そんなわけで、エスクをお供に引っ張り出し、東へ向かいます。晴天で、気温も春らしく高めなのも幸い。
この日はちょうど無風とあって、十勝川温泉では、観光用熱気球の係留飛行も行われています。
写真はちょうど降りてきたところなので、高度が低いですが、実際にはかなり高度を上げていました。着陸したので写っていませんが、もう一機飛んでおり、遠方の日高山脈は少し霞んではいるものの、十勝平野を見渡せるので、良い飛行日和だったことでしょう。
さて、釧路に行く前に、実はもう一か所寄りたい場所がありました。
これも昨年夏の帰りに、白糠の資料館を訪ねたところ、西庶路にも炭鉱資料館があると聞いたのですが、この時は釧路の帰りで、西庶路は既に通過していたため寄らなかったのです。
なのでここもリベンジすべく、あらかじめ休館日ではないことを確認して向かいます。
しかし白糠に入ったとたん、あんなに晴れ渡っていたのに、急に霧に覆われてきました。白糠とか釧路あるあるですが。

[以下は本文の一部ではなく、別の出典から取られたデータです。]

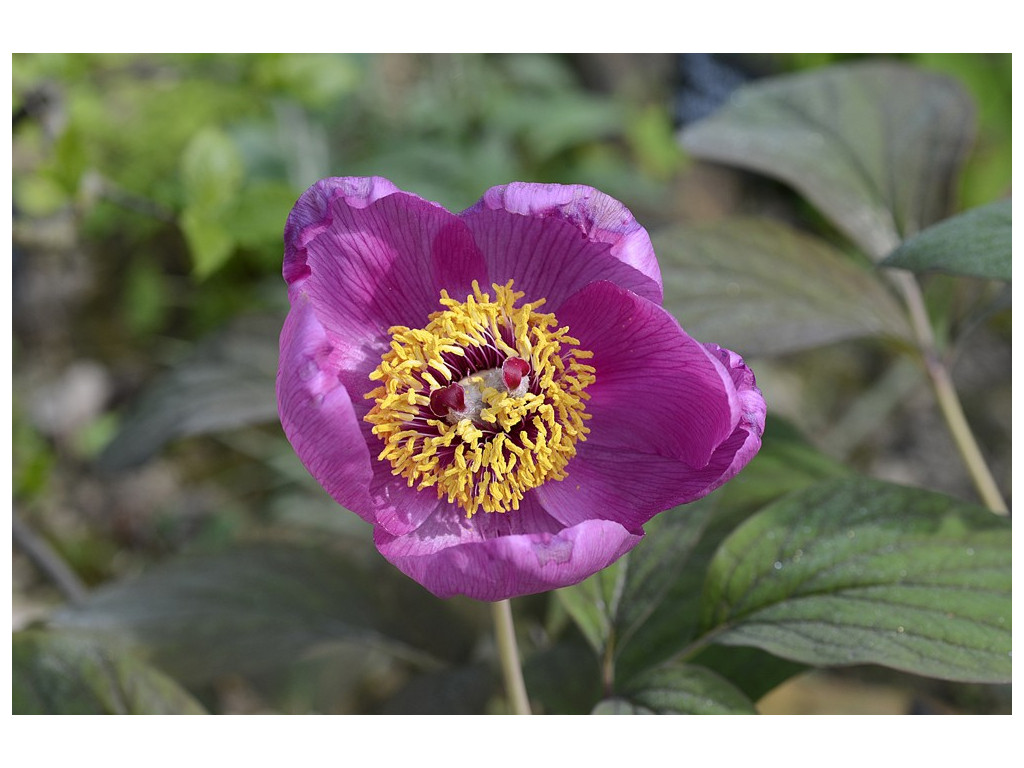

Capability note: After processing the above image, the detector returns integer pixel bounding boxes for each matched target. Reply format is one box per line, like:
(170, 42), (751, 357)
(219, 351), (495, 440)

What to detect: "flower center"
(366, 281), (594, 516)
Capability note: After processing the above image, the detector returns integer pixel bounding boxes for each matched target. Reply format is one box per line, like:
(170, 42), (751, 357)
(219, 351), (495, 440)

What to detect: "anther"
(502, 357), (529, 391)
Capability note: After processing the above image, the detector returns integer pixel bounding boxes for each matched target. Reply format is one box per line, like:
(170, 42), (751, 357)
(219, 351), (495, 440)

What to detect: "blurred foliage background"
(12, 54), (1011, 712)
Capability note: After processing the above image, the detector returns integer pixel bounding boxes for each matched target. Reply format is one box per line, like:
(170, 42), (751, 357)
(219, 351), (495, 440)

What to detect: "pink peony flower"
(278, 177), (765, 600)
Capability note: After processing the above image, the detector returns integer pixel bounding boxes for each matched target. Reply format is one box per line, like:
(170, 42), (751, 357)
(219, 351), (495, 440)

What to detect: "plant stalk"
(893, 271), (1009, 515)
(492, 600), (532, 715)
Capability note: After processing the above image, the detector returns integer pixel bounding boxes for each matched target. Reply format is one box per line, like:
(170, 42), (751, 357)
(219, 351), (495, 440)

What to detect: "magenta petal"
(557, 282), (740, 468)
(462, 183), (662, 310)
(284, 176), (400, 285)
(276, 297), (374, 522)
(285, 178), (486, 398)
(535, 344), (765, 530)
(374, 496), (642, 601)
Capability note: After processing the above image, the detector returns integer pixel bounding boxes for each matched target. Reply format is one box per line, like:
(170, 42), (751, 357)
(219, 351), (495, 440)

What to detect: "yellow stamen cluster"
(366, 281), (594, 516)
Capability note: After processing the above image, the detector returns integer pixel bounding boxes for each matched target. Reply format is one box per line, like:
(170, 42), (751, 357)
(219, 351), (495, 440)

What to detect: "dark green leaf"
(374, 664), (501, 715)
(653, 219), (908, 355)
(882, 200), (1013, 281)
(180, 208), (234, 279)
(181, 128), (245, 216)
(99, 316), (282, 469)
(683, 61), (974, 259)
(593, 665), (757, 715)
(555, 418), (848, 692)
(555, 501), (714, 675)
(53, 544), (471, 682)
(692, 645), (807, 701)
(522, 638), (601, 715)
(11, 630), (205, 715)
(701, 478), (1011, 682)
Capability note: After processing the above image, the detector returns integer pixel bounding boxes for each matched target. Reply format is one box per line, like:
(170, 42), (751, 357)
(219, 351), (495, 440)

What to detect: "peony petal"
(558, 282), (740, 469)
(284, 176), (400, 285)
(276, 297), (374, 522)
(705, 344), (768, 444)
(462, 183), (662, 310)
(535, 411), (764, 532)
(292, 193), (486, 397)
(374, 496), (642, 601)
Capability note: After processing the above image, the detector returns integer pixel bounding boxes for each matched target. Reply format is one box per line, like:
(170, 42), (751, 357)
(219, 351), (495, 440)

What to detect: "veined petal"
(557, 282), (740, 469)
(462, 183), (662, 310)
(374, 496), (642, 601)
(285, 178), (486, 396)
(276, 297), (375, 522)
(535, 411), (764, 532)
(284, 176), (400, 285)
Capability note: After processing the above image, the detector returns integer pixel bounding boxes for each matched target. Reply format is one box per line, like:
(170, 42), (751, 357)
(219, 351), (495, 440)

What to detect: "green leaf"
(555, 502), (714, 660)
(682, 61), (975, 259)
(181, 128), (245, 215)
(52, 540), (472, 683)
(652, 219), (909, 355)
(11, 630), (205, 715)
(99, 316), (282, 470)
(555, 417), (849, 692)
(180, 128), (245, 279)
(592, 665), (757, 715)
(701, 478), (1011, 683)
(179, 208), (234, 280)
(882, 200), (1013, 282)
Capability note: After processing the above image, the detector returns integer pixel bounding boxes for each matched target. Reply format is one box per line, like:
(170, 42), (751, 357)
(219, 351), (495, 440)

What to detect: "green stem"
(492, 600), (532, 715)
(893, 271), (1009, 515)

ここは西庶路のコミュニティセンターと体育館を兼ねた施設ですが、国道から奥まった住宅街にあるので、地元の方以外は、あまり訪れる人も少なさそう。
入場は無料ですが、入口で受付をする必要があります。資料館を見たいと告げると、管理人の親切なおじいさんが2階に案内してくれ、明かりも点けてくれました。
昨年の、白糠の職員さんの話では、この資料館は炭鉱に特化しているので、資料は少ししかない、と聞いていたのですが、入ってみるとどうしてなかなかの充実ぶり。訪れた時は、老人会らしきカラオケ大会が開かれていて、響き渡る演歌をBGMに見学します。(笑
それにしても炭鉱は釧路が有名ですが、白糠町でもこんな盛んに採掘されていたとは。さすがかつての最重要エネルギー源。
広く海側に面した地域だけに入植しやすかったらしく、江戸時代から既に役人が配置されていたようですが、なんと北海道の炭鉱発祥の地は、白糠だそう。
資料を見ると、海底を掘り進んだ釧路と違い、一般的な炭鉱同様、内陸の山を掘っていたのがわかります。一か所の埋蔵量が多かったわけではなかったらしく、あちこち近隣の山で採掘が行われ、昭和の採掘終盤時代にはかなり山奥の、隣の本別町との境付近まで採掘されていたのは、驚きでした。
これらの炭鉱は、いずれも昭和40年代半ばに閉山していますが、資料館に展示されているのは、かつて実際の炭鉱で使用された機具等で、大きな博物館ではあまり見たことのない、貴重な資料が何気にあったりするのが、地方の資料館の面白いところ。
いかにも炭鉱の装備を象徴する、坑内を照らすカーバイドランプ。これは携行用の小型タイプのもので、広く流通していただけに、現在でもアンティーク扱いでオクなどでも出ており、愛用しているキャンパーもいるとか。
しかしこんな大型のものは、19世紀が舞台の小説や映画には出てきますが、実物にはなかなかお目にかかれません。
余談ですが、カーバイドランプはその照度の高さと使用時間が長いことから、高照度のディスチャージランプが普及する昭和後期まで、コンサート会場の照明や、LEDが普及するまではイカ釣り漁の集魚灯などで、意外と近年まで使用されていたようです。
ガスマスクや風速計などは、材質こそ違え、基本原理は現在のものと変わらないですね。
現在のキャンプ用ヘッドライトの元祖。バッテリーは展示してありませんでしたが、充電式ではなく、おそらく乾電池でしょう。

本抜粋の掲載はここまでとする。